Carolyn Cameron is the Principal of Greystone Centennial Middle School. Carolyn has been a teacher and administrator in Parkland School Division for 29 years. During Carolyn's teaching career, she co-created an engaging multi-age program for K-3 students which incorporated project-based learning, collaborative team teaching and a flexible re-designed school space. In Carolyn's work as an administrator, she assisted with building design, hiring of staff and organization of school resources to open a brand new middle school with a focus on collaboration, innovation and inquiry. Carolyn obtained her Master's Degree in Leadership - focusing on collaborative team teaching and open, flexible teaching spaces utilizing alternative program delivery models. Carolyn has presented internationally at the ULearn 2010 Conference in Christchurch, New Zealand, at the Association for Middle Level Educators 2012 Conference in Portland, Oregon and provincially at the 2013 ATA Middle Years Council Conference. Carolyn has been nominated twice for the Alberta Education Excellence in Teaching Award, and was most recently a recipient of the award in 2013.
Greystone Teachers Get Fired Up After CEA Calgary Conference
This content has been re-posted from Carolyn Cameron's Blog at: http://www.psdblogs.ca/greystone/2013/10/26/whats-standing-in-the-way-of-change-in-education/
I love this question! I love it when a great question like this gets me thinking. I am assuming that many other educators from around the country likely feel the same way and perhaps, that’s what drew so many of us to the Canadian Education Association’s“What’s Standing in the Way of Change in Education?” Conference in Calgary last week.
What inspired me from the day and a half that I spent with a number of stakeholders from the Education community (educational researchers, professors, superintendents, school board trustees, administrators, teachers and most importantly – students) was the opportunity that the teachers from Greystone had to share practical examples of what change in Education looks like based on their experiences in our school. These teachers were empowered to share their stories of looping, team teaching, collaborative inquiry, assessment as learning and innovation. Their stories are a reminder of what’s possible in Education when we remove barriers and have the courage to “do school” differently in order to get it right for today’s learners.
Another highlight from this conference, for me, was hearing a teacher from the Calgary Science School, Deidre Bailey, share her story of change with all of us. Recognizing that it is the teacher, in the classroom, who has the power to make a difference in student learning, was a message I shared with my entire staff during our Professional Development Day – which took place a few days after our Greystone team of nine returned from the conference in Calgary. I read Deidre’s story to the Greystone staff – here is part of her message:
This change in our classroom environment was a product of co-designing learning tasks in which student voice had space and validity. Kids are so innately curious and creative. All that is left to us, is to foster an awareness of the possibilities that surround them, to let them ask questions, make decisions and make things different.

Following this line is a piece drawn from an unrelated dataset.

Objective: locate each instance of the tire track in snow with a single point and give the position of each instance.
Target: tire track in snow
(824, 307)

Following up from Deidre’s story, I asked staff to reflect privately on their own practice and in particular, what was the evidence they had that they were getting it right for our learners and what could they do to grow? I encouraged staff to share their reflections with each other. They blew me away with their willingness to engage in thoughtful, honest conversation. The staff did not want to stop talking! Several teachers openly admitted to taking a step backward this year in their instructional practice due to some challenges they are experiencing (including a “boxed up” schedule that was implemented to deal with additional homeroom classrooms that were added at each grade level).
So, I asked them this great question from the CEA Conference: “What’s standing in the way of changing this?” They were fired up! The dialogue and debate created more questions, more ideas and a commitment to find a better way to provide our students with more time for deeper learning through cross-curricular inquiry.
We haven’t got this all figured out yet, but I know one thing for sure…our Greystone teachers feel empowered, supported and capable of removing anything that’s standing in the way of doing what’s best for our students. I am looking forward to seeing where this takes us. In the meantime, thank you Canadian Education Association, for the great question which is going to continue to keep our school moving forward in the way we “do school”.